UCLA op-ed claims Hillary is too 'centrist' for millennials
A commentary writer at the University of California, Los Angeles claims that, by millennial standards, Hillary Clinton is a “centrist,” and urges his peers to vote for a more progressive alternative.
Guillaume Kosmala begins his latest op-ed for The Daily Bruin by noting that millennials lean further left than any other generation, especially in his home town, where 80 percent of likely voters were Bernie supporters.
As a result, Kosmala thinks most millennials are likely pessimistic over the nomination of Clinton, who he thinks falls short of many progressive standards.
First, he notes that Hillary opposed gay marriage as recently as 2013 and contends that her “measly 12 dollars per hour minimum wage” proposal is laughable, considering that some economists think it should have reached “21.72 dollars per hour by now.”
He then raises her support of the Iraq War and her often-criticized connection to major pharmaceutical companies as further objections to her candidacy.
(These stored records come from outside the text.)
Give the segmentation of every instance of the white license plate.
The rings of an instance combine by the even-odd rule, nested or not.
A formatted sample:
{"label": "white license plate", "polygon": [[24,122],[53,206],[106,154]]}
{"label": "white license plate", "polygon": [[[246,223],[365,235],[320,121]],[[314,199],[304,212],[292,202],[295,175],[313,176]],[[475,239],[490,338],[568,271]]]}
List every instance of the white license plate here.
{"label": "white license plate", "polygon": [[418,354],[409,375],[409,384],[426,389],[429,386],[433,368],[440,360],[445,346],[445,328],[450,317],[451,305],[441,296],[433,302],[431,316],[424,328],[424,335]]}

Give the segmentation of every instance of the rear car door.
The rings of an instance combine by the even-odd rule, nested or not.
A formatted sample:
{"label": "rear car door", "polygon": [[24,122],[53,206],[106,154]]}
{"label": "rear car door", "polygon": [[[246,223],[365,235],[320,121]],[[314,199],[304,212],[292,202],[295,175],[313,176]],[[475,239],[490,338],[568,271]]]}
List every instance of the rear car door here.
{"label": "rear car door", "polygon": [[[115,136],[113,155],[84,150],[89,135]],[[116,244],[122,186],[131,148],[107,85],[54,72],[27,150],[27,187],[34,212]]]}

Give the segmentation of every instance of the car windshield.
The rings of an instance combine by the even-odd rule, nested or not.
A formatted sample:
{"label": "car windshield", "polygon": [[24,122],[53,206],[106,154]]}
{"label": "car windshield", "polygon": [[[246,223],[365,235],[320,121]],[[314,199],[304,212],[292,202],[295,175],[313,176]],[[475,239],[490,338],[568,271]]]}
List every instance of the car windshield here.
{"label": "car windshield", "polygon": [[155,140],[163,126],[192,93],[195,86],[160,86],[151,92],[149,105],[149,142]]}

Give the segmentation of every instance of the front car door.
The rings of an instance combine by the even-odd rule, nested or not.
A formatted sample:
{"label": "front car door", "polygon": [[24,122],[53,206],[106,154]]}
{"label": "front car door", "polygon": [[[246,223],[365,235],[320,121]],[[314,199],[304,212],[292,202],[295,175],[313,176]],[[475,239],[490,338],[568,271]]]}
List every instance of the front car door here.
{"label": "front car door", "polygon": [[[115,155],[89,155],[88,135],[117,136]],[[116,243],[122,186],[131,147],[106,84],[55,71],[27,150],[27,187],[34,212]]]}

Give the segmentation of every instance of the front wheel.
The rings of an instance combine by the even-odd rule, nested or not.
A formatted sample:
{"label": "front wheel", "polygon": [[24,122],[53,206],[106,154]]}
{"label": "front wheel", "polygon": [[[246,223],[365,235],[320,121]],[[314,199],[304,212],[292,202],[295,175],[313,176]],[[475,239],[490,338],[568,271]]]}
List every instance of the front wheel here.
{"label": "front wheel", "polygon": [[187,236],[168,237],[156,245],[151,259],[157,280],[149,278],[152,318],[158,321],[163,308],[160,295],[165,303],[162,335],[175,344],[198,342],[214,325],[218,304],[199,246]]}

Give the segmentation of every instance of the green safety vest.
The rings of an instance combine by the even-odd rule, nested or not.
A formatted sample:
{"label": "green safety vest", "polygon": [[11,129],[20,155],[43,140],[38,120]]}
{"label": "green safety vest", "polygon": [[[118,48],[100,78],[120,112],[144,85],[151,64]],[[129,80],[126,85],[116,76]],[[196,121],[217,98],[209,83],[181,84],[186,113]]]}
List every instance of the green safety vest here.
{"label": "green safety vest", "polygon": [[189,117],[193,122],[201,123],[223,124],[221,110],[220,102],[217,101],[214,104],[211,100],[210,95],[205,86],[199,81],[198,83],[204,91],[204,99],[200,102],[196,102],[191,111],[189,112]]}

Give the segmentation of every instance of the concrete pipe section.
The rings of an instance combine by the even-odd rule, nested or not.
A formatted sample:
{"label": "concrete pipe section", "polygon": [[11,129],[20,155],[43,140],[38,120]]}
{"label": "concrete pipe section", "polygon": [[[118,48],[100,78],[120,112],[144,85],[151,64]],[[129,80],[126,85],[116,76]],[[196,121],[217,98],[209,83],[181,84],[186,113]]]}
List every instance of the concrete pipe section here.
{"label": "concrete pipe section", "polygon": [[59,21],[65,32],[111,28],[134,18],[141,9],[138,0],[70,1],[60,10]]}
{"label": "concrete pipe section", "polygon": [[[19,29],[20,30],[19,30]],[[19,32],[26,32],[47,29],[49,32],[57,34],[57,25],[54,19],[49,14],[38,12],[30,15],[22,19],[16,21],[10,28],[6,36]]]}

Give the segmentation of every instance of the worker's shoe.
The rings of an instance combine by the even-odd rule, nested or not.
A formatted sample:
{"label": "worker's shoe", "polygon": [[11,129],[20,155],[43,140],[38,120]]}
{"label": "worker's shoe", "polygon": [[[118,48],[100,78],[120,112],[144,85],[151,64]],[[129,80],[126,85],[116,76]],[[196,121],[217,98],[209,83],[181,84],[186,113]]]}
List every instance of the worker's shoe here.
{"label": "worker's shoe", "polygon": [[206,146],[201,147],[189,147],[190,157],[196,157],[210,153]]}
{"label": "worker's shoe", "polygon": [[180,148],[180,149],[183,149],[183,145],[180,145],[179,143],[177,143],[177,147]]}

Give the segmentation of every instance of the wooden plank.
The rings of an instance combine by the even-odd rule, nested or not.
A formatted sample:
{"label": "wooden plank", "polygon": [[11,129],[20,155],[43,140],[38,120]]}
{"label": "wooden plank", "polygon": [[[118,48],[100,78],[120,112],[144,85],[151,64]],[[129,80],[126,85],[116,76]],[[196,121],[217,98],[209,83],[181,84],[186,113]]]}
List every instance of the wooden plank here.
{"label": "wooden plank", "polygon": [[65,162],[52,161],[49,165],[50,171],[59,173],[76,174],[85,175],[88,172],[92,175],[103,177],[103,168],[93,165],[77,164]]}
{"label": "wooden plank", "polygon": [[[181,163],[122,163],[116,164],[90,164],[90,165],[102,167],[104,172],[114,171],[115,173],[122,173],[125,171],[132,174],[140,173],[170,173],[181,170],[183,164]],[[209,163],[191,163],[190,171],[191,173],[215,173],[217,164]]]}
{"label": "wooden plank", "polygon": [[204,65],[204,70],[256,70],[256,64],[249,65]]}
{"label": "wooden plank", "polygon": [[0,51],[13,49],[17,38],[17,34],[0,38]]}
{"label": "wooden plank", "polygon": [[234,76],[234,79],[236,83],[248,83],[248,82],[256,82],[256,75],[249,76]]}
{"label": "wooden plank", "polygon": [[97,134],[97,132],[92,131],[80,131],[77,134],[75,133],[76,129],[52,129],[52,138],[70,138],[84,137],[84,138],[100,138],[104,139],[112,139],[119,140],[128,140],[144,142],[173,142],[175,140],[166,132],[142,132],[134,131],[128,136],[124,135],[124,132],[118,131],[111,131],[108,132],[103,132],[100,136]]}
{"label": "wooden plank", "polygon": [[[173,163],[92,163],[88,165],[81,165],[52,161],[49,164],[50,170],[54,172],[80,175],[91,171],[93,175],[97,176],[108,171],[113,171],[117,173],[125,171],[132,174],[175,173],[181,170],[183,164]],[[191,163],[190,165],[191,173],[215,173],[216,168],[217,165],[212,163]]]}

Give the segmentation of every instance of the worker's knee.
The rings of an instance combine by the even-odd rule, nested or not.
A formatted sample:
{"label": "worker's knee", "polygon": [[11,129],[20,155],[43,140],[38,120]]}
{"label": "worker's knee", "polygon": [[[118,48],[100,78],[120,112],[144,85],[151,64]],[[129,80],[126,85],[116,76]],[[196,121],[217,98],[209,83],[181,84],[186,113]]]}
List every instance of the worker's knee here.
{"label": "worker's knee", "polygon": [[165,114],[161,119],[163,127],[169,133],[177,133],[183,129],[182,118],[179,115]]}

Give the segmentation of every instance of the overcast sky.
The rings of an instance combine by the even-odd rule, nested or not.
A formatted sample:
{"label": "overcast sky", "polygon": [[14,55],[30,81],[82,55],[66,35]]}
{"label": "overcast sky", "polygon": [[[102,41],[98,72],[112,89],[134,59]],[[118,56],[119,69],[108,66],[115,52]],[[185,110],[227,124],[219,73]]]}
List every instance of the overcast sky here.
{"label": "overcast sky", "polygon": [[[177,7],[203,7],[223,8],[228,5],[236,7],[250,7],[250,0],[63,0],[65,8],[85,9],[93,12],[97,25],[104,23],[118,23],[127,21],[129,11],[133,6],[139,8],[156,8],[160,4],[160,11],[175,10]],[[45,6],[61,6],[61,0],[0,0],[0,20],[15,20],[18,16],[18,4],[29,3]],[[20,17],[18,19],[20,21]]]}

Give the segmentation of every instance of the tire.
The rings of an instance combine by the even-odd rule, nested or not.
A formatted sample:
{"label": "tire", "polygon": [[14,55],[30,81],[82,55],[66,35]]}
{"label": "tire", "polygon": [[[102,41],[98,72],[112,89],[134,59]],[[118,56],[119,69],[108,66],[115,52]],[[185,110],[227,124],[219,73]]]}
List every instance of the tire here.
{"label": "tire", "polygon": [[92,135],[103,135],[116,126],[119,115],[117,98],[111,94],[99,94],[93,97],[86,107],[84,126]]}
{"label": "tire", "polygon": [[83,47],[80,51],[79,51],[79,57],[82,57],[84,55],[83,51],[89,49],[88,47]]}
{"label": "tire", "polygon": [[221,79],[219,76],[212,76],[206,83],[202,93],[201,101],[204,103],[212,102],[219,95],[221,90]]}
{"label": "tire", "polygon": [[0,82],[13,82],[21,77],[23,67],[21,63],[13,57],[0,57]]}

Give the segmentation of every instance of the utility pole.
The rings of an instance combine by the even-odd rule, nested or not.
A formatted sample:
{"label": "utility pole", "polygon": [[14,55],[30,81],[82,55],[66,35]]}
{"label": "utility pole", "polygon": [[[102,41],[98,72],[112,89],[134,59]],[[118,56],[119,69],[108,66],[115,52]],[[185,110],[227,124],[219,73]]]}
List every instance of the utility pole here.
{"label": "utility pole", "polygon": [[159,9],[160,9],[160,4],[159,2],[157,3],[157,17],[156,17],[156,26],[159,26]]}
“With this state of affairs, where it seems clear that neither candidate is agreeable to liberal voters, it is easy to feel alienated from the political process,” he eventually concludes. “Unfortunately we live in a two-party system and the media is continually bombarding us with the message that we need to pick the lesser of two evils.”
As an alternative to that bleak assessment, Kosmala suggests that millennials who want a true progressive candidate ought to vote for Jill Stein rather than “a corporate centrist Democrat like Hillary Clinton.”
As proof of Stein’s progressive record, he notes that she “wants to cancel all student debt, cut military spending by 50 percent, close all overseas military bases, call for pardoning Edward Snowden, and wants to move to a single-payer healthcare system for all.”
He then urges his peers to get involved in the youth effort to prevent Hillary “from moving back to the right and reneging on many of the progressive promises she’s made as a result of Bernie’s success,” adding that “UCLA is surprisingly politically unified in support of Social Democratic politics and therefore holds the potential to be a powerful voice for change.”